Scotland | A Few End Bits

by Melanie and Jim

We enjoyed our time in Scotland. The people are friendly. The history is rich. The countryside is beautiful. Our previous posts about our trip will remind us of the highlights each time we revisit them. We hope you have enjoyed them. This post is about a few aspects we found interesting that didn’t fit into the narrative of the earlier ones.

The City of Inverness

Situated on the northeast coast, Inverness opens to Moray Firth and then the North Sea. The River Ness flows from Loch Ness 12 miles (19 km) away and through the center of Inverness. The first claimed sighting of the Loch Ness Monster was in the River Ness in AD 565. We stayed in the city of 47,000 for two days prior to our barge holiday on the Caledonian Canal. We never saw the monster.

Memorable moments in Inverness include a wonderful dinner at an Indian restaurant, recommended by our Airbnb host. We also remember visiting in a pub with local men about US politics; experiencing the very final performance of a senior-level bagpipes competition; overhearing a pre-teen boy use the “f” word incorrectly (and being tempted to tell him he shouldn’t use it until he knows how); and witnessing and helping an older lady who tripped in the street right in front of us.


Fort William

This town of about 10,000 sits on the southwest coast and opens to the Atlantic Ocean. It serves as the starting point of the Caledonian Canal, the hiking and biking routes of the Great Glen Way, and as a ski center in the winter. The highest point in the British Isles Ben Nevis sits next to Fort William.

We walked Fort William’s main street several times, wandering in and out of shops, the history museum, and the graveyard. We spoke at length with one young woman and found, as we have in other places, there is often an Iowa connection. At one restaurant Melanie had a culinary favorite of the trip, a bowl of Cullen Skink.


Highland Scenes

The highlands provide a rich variety of beauty. Lists of the highest points enable hikers to complete sets of climbs. The rivers and streams between them offer lush glens of trees and rushing water. The clean waters provide fishing and serve as sources for the many distilleries in the highlands. Our driver during the whisky tour stopped at many of these beautiful places so we could stretch our legs and enjoy a short walk and the views.

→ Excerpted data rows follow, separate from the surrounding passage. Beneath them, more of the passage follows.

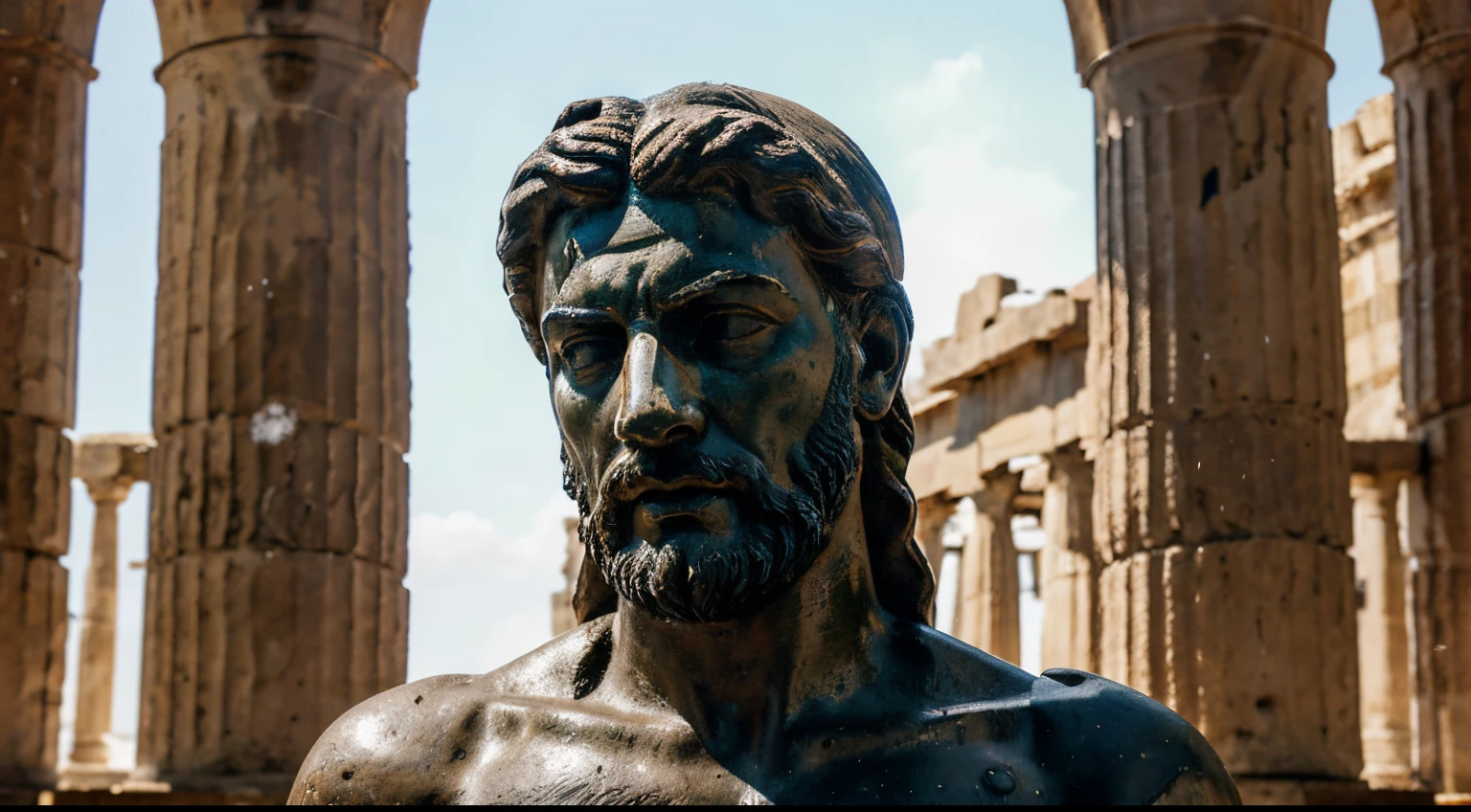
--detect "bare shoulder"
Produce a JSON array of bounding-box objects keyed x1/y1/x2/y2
[
  {"x1": 917, "y1": 628, "x2": 1240, "y2": 804},
  {"x1": 1030, "y1": 667, "x2": 1241, "y2": 804},
  {"x1": 288, "y1": 620, "x2": 607, "y2": 804}
]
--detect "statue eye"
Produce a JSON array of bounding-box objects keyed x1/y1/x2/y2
[
  {"x1": 703, "y1": 310, "x2": 771, "y2": 341},
  {"x1": 557, "y1": 335, "x2": 622, "y2": 372}
]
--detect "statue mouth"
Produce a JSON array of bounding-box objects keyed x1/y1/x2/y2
[
  {"x1": 634, "y1": 486, "x2": 724, "y2": 522},
  {"x1": 614, "y1": 475, "x2": 736, "y2": 505},
  {"x1": 626, "y1": 477, "x2": 734, "y2": 544}
]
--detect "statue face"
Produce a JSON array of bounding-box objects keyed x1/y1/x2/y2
[{"x1": 541, "y1": 197, "x2": 857, "y2": 620}]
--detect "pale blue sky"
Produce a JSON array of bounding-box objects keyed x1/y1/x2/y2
[{"x1": 63, "y1": 0, "x2": 1391, "y2": 764}]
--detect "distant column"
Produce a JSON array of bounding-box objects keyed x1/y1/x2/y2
[
  {"x1": 1350, "y1": 474, "x2": 1415, "y2": 788},
  {"x1": 955, "y1": 474, "x2": 1021, "y2": 664},
  {"x1": 0, "y1": 0, "x2": 102, "y2": 787},
  {"x1": 915, "y1": 496, "x2": 958, "y2": 582},
  {"x1": 1374, "y1": 0, "x2": 1471, "y2": 793},
  {"x1": 1041, "y1": 445, "x2": 1098, "y2": 671},
  {"x1": 1067, "y1": 0, "x2": 1362, "y2": 782},
  {"x1": 71, "y1": 434, "x2": 153, "y2": 769},
  {"x1": 138, "y1": 0, "x2": 428, "y2": 790}
]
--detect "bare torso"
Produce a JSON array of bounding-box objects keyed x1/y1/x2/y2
[{"x1": 291, "y1": 618, "x2": 1235, "y2": 803}]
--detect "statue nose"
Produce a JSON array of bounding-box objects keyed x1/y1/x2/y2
[{"x1": 614, "y1": 332, "x2": 705, "y2": 445}]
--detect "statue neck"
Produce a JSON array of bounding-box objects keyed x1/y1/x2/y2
[{"x1": 607, "y1": 486, "x2": 892, "y2": 769}]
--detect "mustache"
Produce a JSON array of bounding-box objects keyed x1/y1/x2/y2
[{"x1": 598, "y1": 442, "x2": 771, "y2": 503}]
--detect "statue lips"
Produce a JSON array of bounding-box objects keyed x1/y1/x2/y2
[{"x1": 621, "y1": 477, "x2": 731, "y2": 540}]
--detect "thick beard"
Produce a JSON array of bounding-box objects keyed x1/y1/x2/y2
[{"x1": 562, "y1": 346, "x2": 859, "y2": 622}]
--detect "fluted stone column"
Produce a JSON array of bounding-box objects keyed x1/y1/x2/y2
[
  {"x1": 0, "y1": 0, "x2": 102, "y2": 787},
  {"x1": 1374, "y1": 0, "x2": 1471, "y2": 793},
  {"x1": 1067, "y1": 0, "x2": 1362, "y2": 779},
  {"x1": 1350, "y1": 474, "x2": 1415, "y2": 788},
  {"x1": 1041, "y1": 445, "x2": 1098, "y2": 671},
  {"x1": 71, "y1": 434, "x2": 153, "y2": 769},
  {"x1": 138, "y1": 0, "x2": 428, "y2": 788},
  {"x1": 955, "y1": 474, "x2": 1021, "y2": 664},
  {"x1": 915, "y1": 496, "x2": 958, "y2": 582}
]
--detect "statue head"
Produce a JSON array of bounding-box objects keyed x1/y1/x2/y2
[{"x1": 497, "y1": 84, "x2": 934, "y2": 622}]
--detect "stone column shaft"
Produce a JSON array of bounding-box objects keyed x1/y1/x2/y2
[
  {"x1": 1352, "y1": 474, "x2": 1415, "y2": 788},
  {"x1": 0, "y1": 0, "x2": 102, "y2": 787},
  {"x1": 71, "y1": 488, "x2": 126, "y2": 765},
  {"x1": 1067, "y1": 0, "x2": 1361, "y2": 778},
  {"x1": 915, "y1": 497, "x2": 956, "y2": 584},
  {"x1": 138, "y1": 0, "x2": 428, "y2": 788},
  {"x1": 1040, "y1": 447, "x2": 1098, "y2": 671},
  {"x1": 955, "y1": 475, "x2": 1021, "y2": 664},
  {"x1": 1374, "y1": 0, "x2": 1471, "y2": 793}
]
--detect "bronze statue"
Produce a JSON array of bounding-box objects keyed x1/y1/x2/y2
[{"x1": 291, "y1": 84, "x2": 1238, "y2": 803}]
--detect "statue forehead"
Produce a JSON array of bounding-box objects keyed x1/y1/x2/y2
[{"x1": 543, "y1": 192, "x2": 806, "y2": 307}]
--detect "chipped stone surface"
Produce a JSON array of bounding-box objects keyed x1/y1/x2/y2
[
  {"x1": 1374, "y1": 0, "x2": 1471, "y2": 793},
  {"x1": 138, "y1": 0, "x2": 428, "y2": 790},
  {"x1": 1067, "y1": 0, "x2": 1361, "y2": 779},
  {"x1": 0, "y1": 0, "x2": 102, "y2": 787}
]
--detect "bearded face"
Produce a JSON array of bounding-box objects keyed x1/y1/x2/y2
[
  {"x1": 543, "y1": 200, "x2": 859, "y2": 622},
  {"x1": 563, "y1": 336, "x2": 857, "y2": 622}
]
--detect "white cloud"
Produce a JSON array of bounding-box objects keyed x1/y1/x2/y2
[
  {"x1": 404, "y1": 497, "x2": 577, "y2": 680},
  {"x1": 890, "y1": 50, "x2": 1093, "y2": 367}
]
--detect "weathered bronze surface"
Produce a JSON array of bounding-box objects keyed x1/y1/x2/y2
[{"x1": 291, "y1": 84, "x2": 1237, "y2": 803}]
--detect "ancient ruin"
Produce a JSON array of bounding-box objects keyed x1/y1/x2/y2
[{"x1": 0, "y1": 0, "x2": 1471, "y2": 803}]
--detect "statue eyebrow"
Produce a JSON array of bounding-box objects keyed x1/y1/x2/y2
[
  {"x1": 656, "y1": 269, "x2": 791, "y2": 310},
  {"x1": 541, "y1": 304, "x2": 618, "y2": 337}
]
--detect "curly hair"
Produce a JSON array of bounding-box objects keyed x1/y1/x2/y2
[{"x1": 496, "y1": 84, "x2": 934, "y2": 623}]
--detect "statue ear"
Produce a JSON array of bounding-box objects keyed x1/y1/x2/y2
[{"x1": 853, "y1": 297, "x2": 909, "y2": 420}]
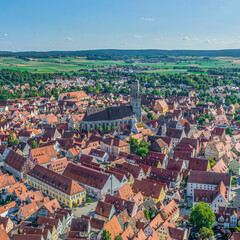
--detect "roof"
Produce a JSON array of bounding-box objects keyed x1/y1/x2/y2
[
  {"x1": 60, "y1": 91, "x2": 89, "y2": 100},
  {"x1": 48, "y1": 157, "x2": 69, "y2": 172},
  {"x1": 27, "y1": 165, "x2": 85, "y2": 195},
  {"x1": 105, "y1": 215, "x2": 123, "y2": 239},
  {"x1": 118, "y1": 184, "x2": 133, "y2": 199},
  {"x1": 20, "y1": 202, "x2": 39, "y2": 218},
  {"x1": 82, "y1": 106, "x2": 133, "y2": 122},
  {"x1": 95, "y1": 200, "x2": 114, "y2": 218},
  {"x1": 132, "y1": 179, "x2": 163, "y2": 199},
  {"x1": 43, "y1": 198, "x2": 61, "y2": 213},
  {"x1": 188, "y1": 158, "x2": 209, "y2": 172},
  {"x1": 30, "y1": 145, "x2": 57, "y2": 159},
  {"x1": 63, "y1": 163, "x2": 109, "y2": 189},
  {"x1": 104, "y1": 194, "x2": 135, "y2": 213},
  {"x1": 102, "y1": 137, "x2": 130, "y2": 147},
  {"x1": 0, "y1": 174, "x2": 16, "y2": 188},
  {"x1": 0, "y1": 227, "x2": 10, "y2": 240},
  {"x1": 211, "y1": 159, "x2": 228, "y2": 173},
  {"x1": 188, "y1": 171, "x2": 231, "y2": 186},
  {"x1": 5, "y1": 149, "x2": 27, "y2": 171},
  {"x1": 0, "y1": 201, "x2": 16, "y2": 214}
]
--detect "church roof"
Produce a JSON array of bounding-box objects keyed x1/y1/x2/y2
[{"x1": 82, "y1": 106, "x2": 133, "y2": 121}]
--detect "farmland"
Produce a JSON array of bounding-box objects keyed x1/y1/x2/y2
[{"x1": 0, "y1": 56, "x2": 240, "y2": 74}]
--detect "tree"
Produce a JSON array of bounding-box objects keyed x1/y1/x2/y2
[
  {"x1": 149, "y1": 210, "x2": 156, "y2": 220},
  {"x1": 200, "y1": 227, "x2": 213, "y2": 239},
  {"x1": 8, "y1": 132, "x2": 19, "y2": 147},
  {"x1": 208, "y1": 158, "x2": 215, "y2": 168},
  {"x1": 86, "y1": 197, "x2": 92, "y2": 203},
  {"x1": 198, "y1": 117, "x2": 206, "y2": 126},
  {"x1": 143, "y1": 209, "x2": 150, "y2": 220},
  {"x1": 101, "y1": 229, "x2": 112, "y2": 240},
  {"x1": 73, "y1": 203, "x2": 78, "y2": 208},
  {"x1": 128, "y1": 138, "x2": 139, "y2": 153},
  {"x1": 106, "y1": 125, "x2": 111, "y2": 133},
  {"x1": 137, "y1": 147, "x2": 148, "y2": 157},
  {"x1": 31, "y1": 140, "x2": 38, "y2": 148},
  {"x1": 189, "y1": 202, "x2": 215, "y2": 230},
  {"x1": 147, "y1": 112, "x2": 156, "y2": 120},
  {"x1": 114, "y1": 236, "x2": 123, "y2": 240},
  {"x1": 225, "y1": 127, "x2": 233, "y2": 137},
  {"x1": 225, "y1": 98, "x2": 232, "y2": 106}
]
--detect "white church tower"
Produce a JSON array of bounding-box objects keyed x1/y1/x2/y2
[{"x1": 130, "y1": 80, "x2": 142, "y2": 122}]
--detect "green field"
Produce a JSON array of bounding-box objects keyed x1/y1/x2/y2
[{"x1": 0, "y1": 57, "x2": 240, "y2": 74}]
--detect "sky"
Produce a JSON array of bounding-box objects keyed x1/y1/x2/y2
[{"x1": 0, "y1": 0, "x2": 240, "y2": 51}]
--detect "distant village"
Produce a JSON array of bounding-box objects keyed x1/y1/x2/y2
[{"x1": 0, "y1": 75, "x2": 240, "y2": 240}]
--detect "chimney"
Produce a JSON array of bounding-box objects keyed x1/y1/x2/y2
[{"x1": 162, "y1": 122, "x2": 167, "y2": 137}]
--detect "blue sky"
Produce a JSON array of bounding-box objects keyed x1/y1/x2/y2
[{"x1": 0, "y1": 0, "x2": 240, "y2": 51}]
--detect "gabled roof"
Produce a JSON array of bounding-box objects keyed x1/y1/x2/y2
[
  {"x1": 27, "y1": 165, "x2": 85, "y2": 195},
  {"x1": 5, "y1": 149, "x2": 27, "y2": 171},
  {"x1": 95, "y1": 200, "x2": 114, "y2": 218},
  {"x1": 63, "y1": 163, "x2": 109, "y2": 189},
  {"x1": 188, "y1": 171, "x2": 231, "y2": 187},
  {"x1": 83, "y1": 106, "x2": 133, "y2": 122}
]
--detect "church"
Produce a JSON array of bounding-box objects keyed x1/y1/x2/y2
[{"x1": 81, "y1": 80, "x2": 142, "y2": 131}]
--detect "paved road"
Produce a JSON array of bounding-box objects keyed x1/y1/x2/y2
[{"x1": 230, "y1": 186, "x2": 240, "y2": 208}]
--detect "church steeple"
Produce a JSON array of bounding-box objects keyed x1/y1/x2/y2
[{"x1": 130, "y1": 80, "x2": 142, "y2": 122}]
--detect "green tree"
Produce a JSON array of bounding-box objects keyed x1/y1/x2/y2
[
  {"x1": 225, "y1": 98, "x2": 232, "y2": 106},
  {"x1": 106, "y1": 125, "x2": 111, "y2": 133},
  {"x1": 98, "y1": 126, "x2": 103, "y2": 132},
  {"x1": 189, "y1": 202, "x2": 215, "y2": 230},
  {"x1": 225, "y1": 127, "x2": 233, "y2": 137},
  {"x1": 208, "y1": 158, "x2": 215, "y2": 168},
  {"x1": 198, "y1": 117, "x2": 206, "y2": 126},
  {"x1": 73, "y1": 203, "x2": 78, "y2": 208},
  {"x1": 147, "y1": 112, "x2": 156, "y2": 120},
  {"x1": 139, "y1": 142, "x2": 150, "y2": 148},
  {"x1": 8, "y1": 132, "x2": 19, "y2": 147},
  {"x1": 31, "y1": 140, "x2": 38, "y2": 148},
  {"x1": 128, "y1": 138, "x2": 139, "y2": 153},
  {"x1": 143, "y1": 209, "x2": 150, "y2": 220},
  {"x1": 149, "y1": 210, "x2": 156, "y2": 220},
  {"x1": 114, "y1": 236, "x2": 123, "y2": 240},
  {"x1": 86, "y1": 197, "x2": 92, "y2": 203},
  {"x1": 200, "y1": 227, "x2": 213, "y2": 240},
  {"x1": 101, "y1": 229, "x2": 112, "y2": 240},
  {"x1": 136, "y1": 147, "x2": 148, "y2": 157}
]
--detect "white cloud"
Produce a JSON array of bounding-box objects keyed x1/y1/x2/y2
[
  {"x1": 141, "y1": 17, "x2": 155, "y2": 22},
  {"x1": 203, "y1": 39, "x2": 212, "y2": 44},
  {"x1": 133, "y1": 34, "x2": 143, "y2": 38},
  {"x1": 66, "y1": 37, "x2": 73, "y2": 41},
  {"x1": 183, "y1": 36, "x2": 190, "y2": 41}
]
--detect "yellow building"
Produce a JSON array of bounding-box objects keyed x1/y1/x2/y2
[
  {"x1": 229, "y1": 159, "x2": 240, "y2": 175},
  {"x1": 205, "y1": 141, "x2": 226, "y2": 160},
  {"x1": 153, "y1": 99, "x2": 168, "y2": 114},
  {"x1": 27, "y1": 165, "x2": 86, "y2": 208},
  {"x1": 132, "y1": 179, "x2": 165, "y2": 203}
]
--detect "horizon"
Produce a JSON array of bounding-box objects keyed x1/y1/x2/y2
[
  {"x1": 0, "y1": 48, "x2": 240, "y2": 53},
  {"x1": 0, "y1": 0, "x2": 240, "y2": 52}
]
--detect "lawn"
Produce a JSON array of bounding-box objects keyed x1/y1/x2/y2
[{"x1": 0, "y1": 57, "x2": 240, "y2": 74}]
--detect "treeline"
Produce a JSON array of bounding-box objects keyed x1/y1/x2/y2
[
  {"x1": 0, "y1": 49, "x2": 240, "y2": 60},
  {"x1": 0, "y1": 69, "x2": 70, "y2": 86}
]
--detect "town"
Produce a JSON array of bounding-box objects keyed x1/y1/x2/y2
[{"x1": 0, "y1": 69, "x2": 240, "y2": 240}]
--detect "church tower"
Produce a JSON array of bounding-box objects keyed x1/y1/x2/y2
[{"x1": 130, "y1": 80, "x2": 142, "y2": 122}]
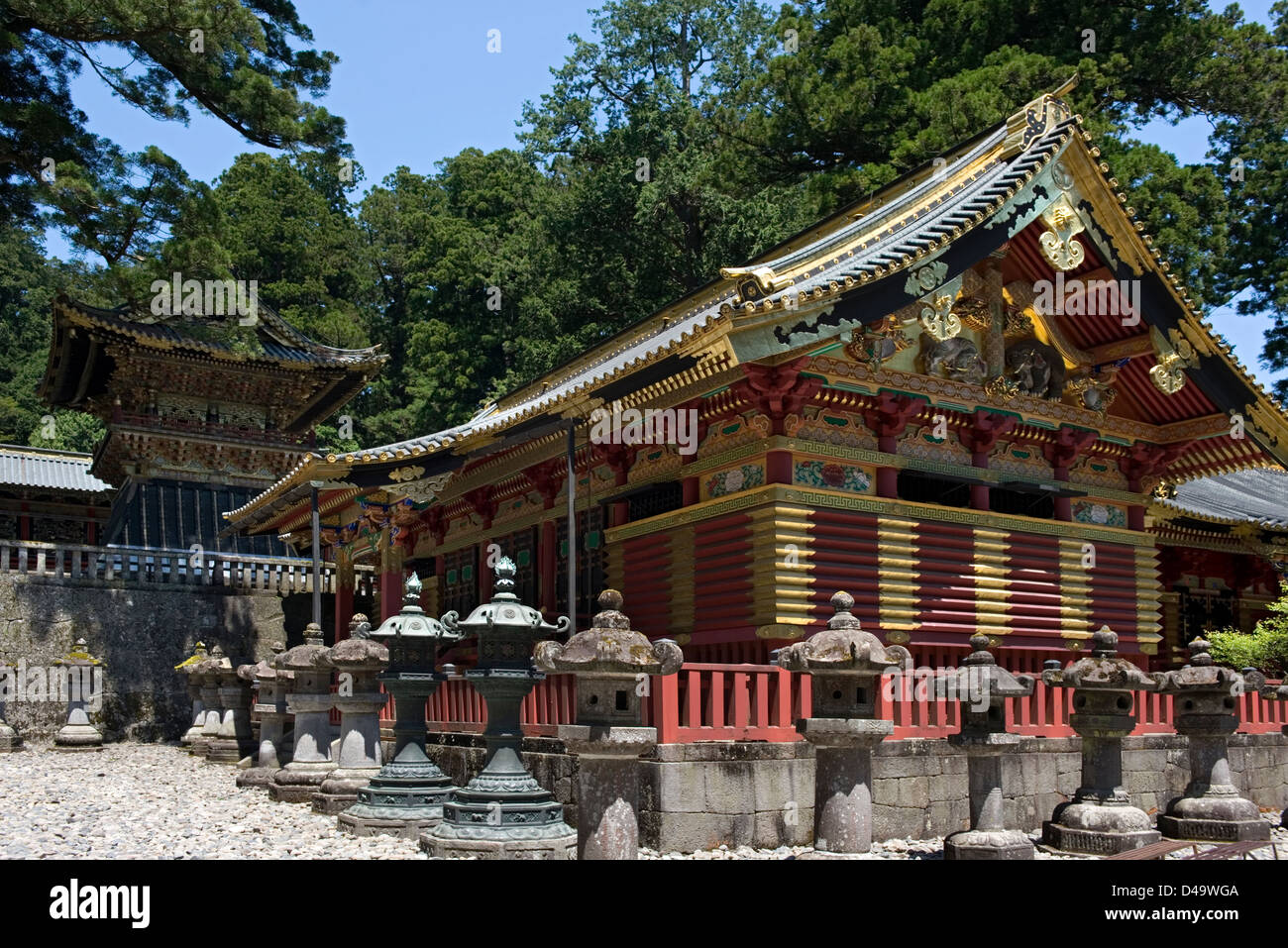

The stops had a variety of bathroom accommodations. At some, an attendant needed to be paid for entry. At another, a donation was requested from those not taking a paid tour. At the ski lodge, the ladies room had no electrical light. At all. Fortunately there was a tiny window that allowed just enough light to find a stall, and go from there.

Scotland is a land of surprises. We feel very fortunate to experience so much of it in our short trip, and we’ll look forward to going again some day.


11 thoughts on “Scotland | A Few End Bits

  1. shoreacres

    There’s always a little bit left over, isn’t there? the photos are just lovely. I think my single favorite is of the old, growth-covered bridges in the countryside.

    Did you happen to get to Cawdor Castle, or Inverness Castle? I think the Inverness Castle is closed now, and only the grounds are open. But Banquo’s ghost might still be roaming around!

    1. Melanie McNeil

      We did not go to Inverness Castle. It is a government building but closed to the public. Cawdor was a little outside our stomping grounds.

      Yes, I did love the stone bridge at that stop. It looked like something from a fairy tale, as did so much of the countryside.

    2. Jim Ruebush Post author

      That rounded packhorse bridge was originally 3 humps. It’s a jewel.

      I was hoping to go into Inverness Castle. But, it is now used for government offices, etc. and gave no general public access or tours. The grounds outside were pretty. I didn’t notice a ghost anywhere.